Starting point is 00:00:50 He remembers that day in February 1990 when Nelson Mandela walked free from prison. A day after he was released, he came home to Soweto, which had been where he lived 27 years earlier. And I was one of hundreds of thousands of people on the streets of Soweto there to get a glimpse of him, to celebrate perhaps the most extraordinary day in my country's history. So he has been with me as he's been with every South African ever since. Always had a place in our hearts, sometimes in complicated ways. We may remember Mandela as a dignified elderly man who spent 27 years imprisoned by the apartheid
Starting point is 00:01:29 regime in South Africa. After he was released, he negotiated an end to racial segregation in his country and became its first black president. But Mandela's political career began decades before, when he was a young student. In the summer of 1952, Brigalia Bam was 19 years old. Like all black people in South Africa, she lived under the restrictions of apartheid. And I remember the evening prayer as I was preparing to go to school, a boarding school, my father says, we will not see the freedom during our lifetime. But I pray to God that the generations to come and our children will see the freedom.
Starting point is 00:02:22 Four years earlier, the South African National Party brought in the apartheid system. Meaning separateness, apartheid enshrined racial segregation in law. It privileged those who were defined as white and instituted political and economic discrimination against those who were defined as Indian, coloured, meaning multiracial, or black. In the early 50s, the young African National Congress activist Nelson Mandela led the defiance campaign, protesting against these laws. I was part of a group that was supporting the defiance campaign action of defiance, absolutely the word, to defy the laws of apartheid. Under apartheid, schools were segregated along racial lines.

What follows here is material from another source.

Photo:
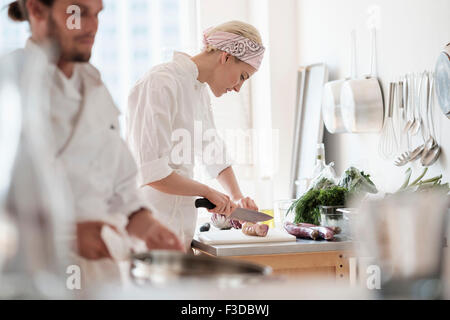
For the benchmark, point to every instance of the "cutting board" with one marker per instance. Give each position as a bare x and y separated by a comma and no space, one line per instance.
235,236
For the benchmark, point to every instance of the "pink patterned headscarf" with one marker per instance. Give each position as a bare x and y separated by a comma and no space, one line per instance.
241,47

Starting point is 00:03:17 Black students were given a much more limited syllabus than white students. We had many strikes. I was part of one of the many big strikes myself at that time. And that was the time, that was the atmosphere of the young people. Mandela's campaign focused on peaceful action. A station, train station. Instead of being on the side of the black people only, we were now going to stand also on the side of the white people.
Starting point is 00:03:48 We're going to go to cafeterias where you couldn't go to buy something in a cafeteria. No, now, we're going to do that. With the defiance campaign, Mandela inspired vast numbers of people and learned the sacrifices it took to be a freedom fighter. He described his own life as a long walk to freedom. His activism as a young man would put him on a path to being hailed as one of the greatest
Starting point is 00:04:15 heroes in world history. Later in life, Bam worked closely with Mandela. And I often say to myself, Mandela, he was the chosen one. He was not the only one, clever and bold, as Mandela would say all the time, is I'm no angel, you know, he like that. I'm not an angel. I'm just any person there. That the time had come for us as a people to have a liberator. Choli Shasha Mandela was born in 1918 in the countryside of the Eastern Cape.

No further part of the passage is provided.